Crispus Attucks Museum Crispus Attucks, a Black man, was the first person to die in the American Revolution in a slaughter that became known as the Boston Massacre. The Crispus Attucks Museum was created to educate and memorialize the “first hero of the American Revolution.” The museum is housed with the Crispus Attucks High School. (via VisitIndy.com)

Flanner HouseFor 119 years, Flanner House of Indianapolis has been at the epicenter of helping people move to a place of self-reliance and self-sufficiency. Focusing on Education, Employment, Wellness, Peace and Safety, and Economic Development, and Food Justice, Flanner House is prepared to serve the evolving needs of area residents. (Via FlannerHouse.org)

Cleo’s Bodega – Opened in June of this year to provide fresh, healthy and affordable food options to residents of the Northwest side of Indianapolis. Cleo’s is named in honor of Cleo Walter Blackburn, an educator and civil rights leader. 

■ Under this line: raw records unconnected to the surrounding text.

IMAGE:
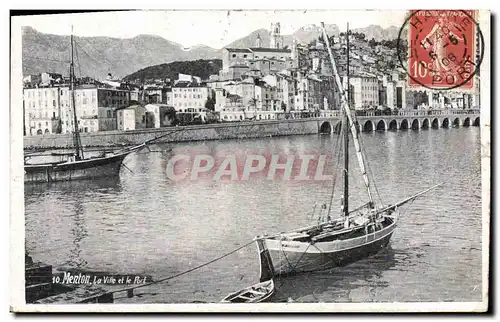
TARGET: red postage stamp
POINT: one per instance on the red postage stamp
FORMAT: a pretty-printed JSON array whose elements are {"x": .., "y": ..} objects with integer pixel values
[{"x": 443, "y": 49}]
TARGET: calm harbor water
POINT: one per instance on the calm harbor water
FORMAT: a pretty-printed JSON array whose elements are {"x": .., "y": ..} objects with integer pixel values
[{"x": 144, "y": 223}]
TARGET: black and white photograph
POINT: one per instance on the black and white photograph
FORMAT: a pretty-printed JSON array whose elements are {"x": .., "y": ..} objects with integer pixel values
[{"x": 262, "y": 160}]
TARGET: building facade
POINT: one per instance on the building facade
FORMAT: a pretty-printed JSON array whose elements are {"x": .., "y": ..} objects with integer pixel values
[{"x": 48, "y": 110}]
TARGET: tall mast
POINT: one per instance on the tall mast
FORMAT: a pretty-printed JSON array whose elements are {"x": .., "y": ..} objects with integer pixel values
[
  {"x": 76, "y": 133},
  {"x": 345, "y": 128},
  {"x": 350, "y": 118}
]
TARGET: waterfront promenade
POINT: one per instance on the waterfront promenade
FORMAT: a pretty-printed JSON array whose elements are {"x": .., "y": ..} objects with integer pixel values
[{"x": 286, "y": 124}]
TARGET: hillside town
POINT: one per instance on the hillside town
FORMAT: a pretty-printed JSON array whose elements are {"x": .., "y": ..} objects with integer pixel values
[{"x": 269, "y": 81}]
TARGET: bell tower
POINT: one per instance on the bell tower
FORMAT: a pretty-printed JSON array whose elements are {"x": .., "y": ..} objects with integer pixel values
[{"x": 276, "y": 40}]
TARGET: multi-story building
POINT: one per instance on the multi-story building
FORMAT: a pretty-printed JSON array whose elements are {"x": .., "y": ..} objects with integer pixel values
[
  {"x": 252, "y": 56},
  {"x": 365, "y": 91},
  {"x": 42, "y": 109},
  {"x": 49, "y": 110},
  {"x": 190, "y": 98}
]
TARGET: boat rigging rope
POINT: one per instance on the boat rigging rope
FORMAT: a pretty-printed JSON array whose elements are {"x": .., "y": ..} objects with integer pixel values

Center for Black Literature & Culture The Indianapolis Public Library’s Center for Black Literature & Culture (CBLC) is dedicated to celebrating the vibrant and resilient heritage and triumphs of those born of African roots. This space is for ALL who are interested in exploring the rich heritage that has influenced nations across the globe. The Center is located in the Central Library in downtown Indianapolis. (Via IndyPL.org)

Michael’s Soul Kitchen – Located in the heart of downtown Indianapolis, Michael’s offers delicious soul food in an upscale environment.